In conclusion, Rome et le monde grec is the culmination of forty years of very fruitful research into the late Hellenistic and Roman periods (with some rare incursions into the reigns of Nero and Hadrian), and an inspiring book. As far as presentation is concerned—thanks to Anna Heller and Denis Rousset for their valuable assistance—the various indices, the up-to-date bibliographical addenda, the thematic headings, and the high quality of the photographs of inscribed stones make the book very convenient and easy reading, despite its impressive level of scholarship. As for the content of the book, thanks to a skilful combination of sharp analysis of epigraphical material and slippery notions, and of various aspects of civic life in the late Hellenistic period, the reader is led with authority, diligence and caution through the labyrinthine evolution of the Greek city in a period of its important transformation. This is very much the kind of book which deserves an English translation to reach a wider circle of readers.

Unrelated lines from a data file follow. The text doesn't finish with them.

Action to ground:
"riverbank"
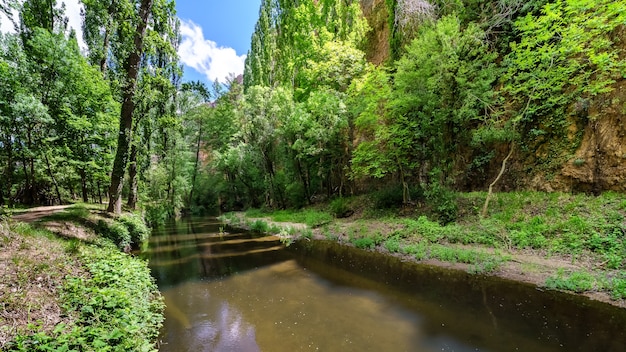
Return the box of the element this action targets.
[0,206,164,351]
[223,192,626,307]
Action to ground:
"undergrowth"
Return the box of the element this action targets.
[3,207,164,351]
[7,244,164,351]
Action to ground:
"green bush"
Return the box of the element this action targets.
[330,197,353,218]
[611,277,626,299]
[117,214,150,245]
[424,182,459,225]
[384,237,400,253]
[371,184,404,209]
[96,220,131,251]
[7,245,164,352]
[352,237,376,249]
[250,220,270,233]
[546,270,596,293]
[144,203,170,227]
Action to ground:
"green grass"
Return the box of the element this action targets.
[246,209,333,227]
[3,219,164,351]
[235,191,626,299]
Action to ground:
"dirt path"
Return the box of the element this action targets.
[11,204,72,222]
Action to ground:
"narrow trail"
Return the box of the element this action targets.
[11,204,72,222]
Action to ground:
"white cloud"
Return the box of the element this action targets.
[178,20,246,82]
[63,0,87,49]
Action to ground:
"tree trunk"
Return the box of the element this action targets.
[78,168,89,203]
[480,142,515,218]
[107,0,152,214]
[43,153,63,205]
[187,127,202,206]
[128,143,138,210]
[98,180,102,204]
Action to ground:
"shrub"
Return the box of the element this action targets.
[352,237,376,249]
[330,197,354,218]
[250,220,270,233]
[424,182,459,225]
[546,270,596,293]
[96,220,131,251]
[117,214,150,245]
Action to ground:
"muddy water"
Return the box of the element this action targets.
[145,219,626,352]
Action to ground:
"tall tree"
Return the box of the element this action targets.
[107,0,153,214]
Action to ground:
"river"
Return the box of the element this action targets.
[143,218,626,352]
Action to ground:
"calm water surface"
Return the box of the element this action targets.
[144,218,626,352]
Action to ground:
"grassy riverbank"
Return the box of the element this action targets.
[225,192,626,306]
[0,207,163,351]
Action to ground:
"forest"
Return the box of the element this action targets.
[0,0,626,223]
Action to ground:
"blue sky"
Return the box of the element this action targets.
[0,0,261,85]
[176,0,261,84]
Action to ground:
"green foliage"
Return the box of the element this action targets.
[383,237,401,253]
[352,237,377,249]
[7,238,164,352]
[330,197,353,218]
[545,270,596,293]
[116,213,150,246]
[96,220,131,251]
[250,219,270,233]
[502,0,626,168]
[270,209,333,227]
[370,185,404,209]
[610,275,626,300]
[391,16,498,180]
[424,181,459,224]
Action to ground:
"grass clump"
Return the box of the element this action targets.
[7,245,164,351]
[545,270,597,293]
[116,213,150,245]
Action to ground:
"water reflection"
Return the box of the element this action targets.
[161,260,422,351]
[146,220,626,352]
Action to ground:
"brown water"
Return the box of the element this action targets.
[145,219,626,352]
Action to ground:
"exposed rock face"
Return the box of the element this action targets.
[361,0,626,193]
[560,80,626,192]
[361,0,390,65]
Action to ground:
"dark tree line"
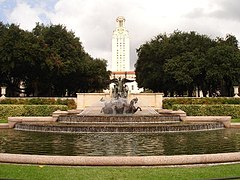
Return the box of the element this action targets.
[135,31,240,96]
[0,23,110,96]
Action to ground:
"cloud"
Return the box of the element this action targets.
[8,2,41,30]
[3,0,240,68]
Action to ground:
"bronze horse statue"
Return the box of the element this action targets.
[101,98,142,114]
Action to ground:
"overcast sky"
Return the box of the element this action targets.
[0,0,240,69]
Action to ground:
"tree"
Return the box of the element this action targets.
[0,23,109,96]
[135,31,240,96]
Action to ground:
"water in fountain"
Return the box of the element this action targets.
[15,77,224,133]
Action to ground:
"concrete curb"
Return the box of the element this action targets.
[0,152,240,166]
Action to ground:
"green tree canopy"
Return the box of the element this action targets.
[135,31,240,96]
[0,23,110,96]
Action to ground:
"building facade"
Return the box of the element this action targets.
[111,16,130,71]
[110,16,143,93]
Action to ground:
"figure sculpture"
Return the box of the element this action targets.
[101,74,142,114]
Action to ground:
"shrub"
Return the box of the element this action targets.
[163,97,240,109]
[172,104,240,118]
[0,104,68,120]
[0,98,77,109]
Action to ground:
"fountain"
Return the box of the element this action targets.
[0,76,240,166]
[15,78,225,133]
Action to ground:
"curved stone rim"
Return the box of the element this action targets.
[0,152,240,166]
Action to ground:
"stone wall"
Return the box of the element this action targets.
[76,93,163,110]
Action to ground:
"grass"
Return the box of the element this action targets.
[0,119,8,123]
[231,118,240,123]
[0,164,240,180]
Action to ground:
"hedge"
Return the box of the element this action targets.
[163,97,240,109]
[0,98,77,109]
[172,104,240,118]
[0,104,68,120]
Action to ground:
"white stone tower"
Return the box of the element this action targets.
[111,16,130,71]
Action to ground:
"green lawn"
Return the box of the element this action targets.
[0,119,8,123]
[0,164,240,180]
[231,118,240,123]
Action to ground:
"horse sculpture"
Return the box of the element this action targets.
[124,98,142,114]
[101,98,142,114]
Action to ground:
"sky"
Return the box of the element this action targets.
[0,0,240,69]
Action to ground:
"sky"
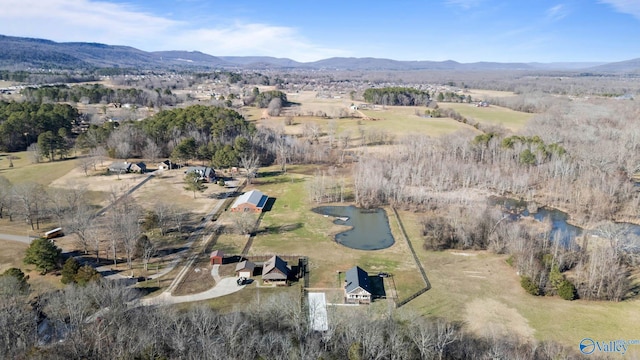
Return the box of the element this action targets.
[0,0,640,63]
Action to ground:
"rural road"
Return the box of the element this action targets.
[0,234,35,245]
[140,265,246,306]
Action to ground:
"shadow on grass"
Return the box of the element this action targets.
[262,197,276,212]
[369,275,387,299]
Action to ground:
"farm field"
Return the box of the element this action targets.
[0,82,640,355]
[439,103,534,131]
[243,92,534,138]
[211,166,423,304]
[400,212,640,355]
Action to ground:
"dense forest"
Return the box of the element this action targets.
[362,87,431,106]
[0,101,79,151]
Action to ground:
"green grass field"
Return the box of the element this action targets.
[0,151,78,186]
[400,212,640,354]
[211,166,421,297]
[439,103,534,131]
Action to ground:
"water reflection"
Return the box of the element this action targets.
[313,205,395,250]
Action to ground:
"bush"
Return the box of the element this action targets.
[520,276,540,296]
[60,257,80,284]
[505,255,514,267]
[558,279,576,300]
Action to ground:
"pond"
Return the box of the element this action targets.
[313,205,395,250]
[489,197,640,247]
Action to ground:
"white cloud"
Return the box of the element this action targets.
[599,0,640,20]
[165,22,346,61]
[0,0,346,61]
[547,4,569,21]
[445,0,483,10]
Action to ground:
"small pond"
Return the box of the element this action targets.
[313,205,395,250]
[489,197,640,246]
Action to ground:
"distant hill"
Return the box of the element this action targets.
[220,56,306,68]
[587,58,640,73]
[151,51,233,67]
[0,35,640,72]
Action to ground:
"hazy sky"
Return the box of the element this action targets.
[0,0,640,62]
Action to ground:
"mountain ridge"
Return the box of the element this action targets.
[0,35,640,73]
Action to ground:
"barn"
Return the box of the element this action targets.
[236,260,256,279]
[209,250,224,265]
[262,255,291,285]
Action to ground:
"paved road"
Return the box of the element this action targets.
[0,234,36,244]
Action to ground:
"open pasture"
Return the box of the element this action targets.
[400,212,640,354]
[439,103,534,132]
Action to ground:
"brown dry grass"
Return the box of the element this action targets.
[172,256,216,296]
[0,239,28,274]
[400,212,640,346]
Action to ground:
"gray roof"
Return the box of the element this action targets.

1. J.-L. Ferrary, Recherches sur les lois comitiales et sur le droit public romain, Pavia, 2012. The reader of Rome et le monde grec will find in the introduction, n. 1, the titles of the articles published in that book concerning the Greek world.
2. J.-L. Ferrary, Philhellénisme et impérialisme. Aspects idéologiques de la conquête romaine du monde hellénistique, Rome, 1988.
3. This well-argued assertion may appear as a support to the demonstration that F. Millar raised in The Emperor in the Roman world, London, 1977.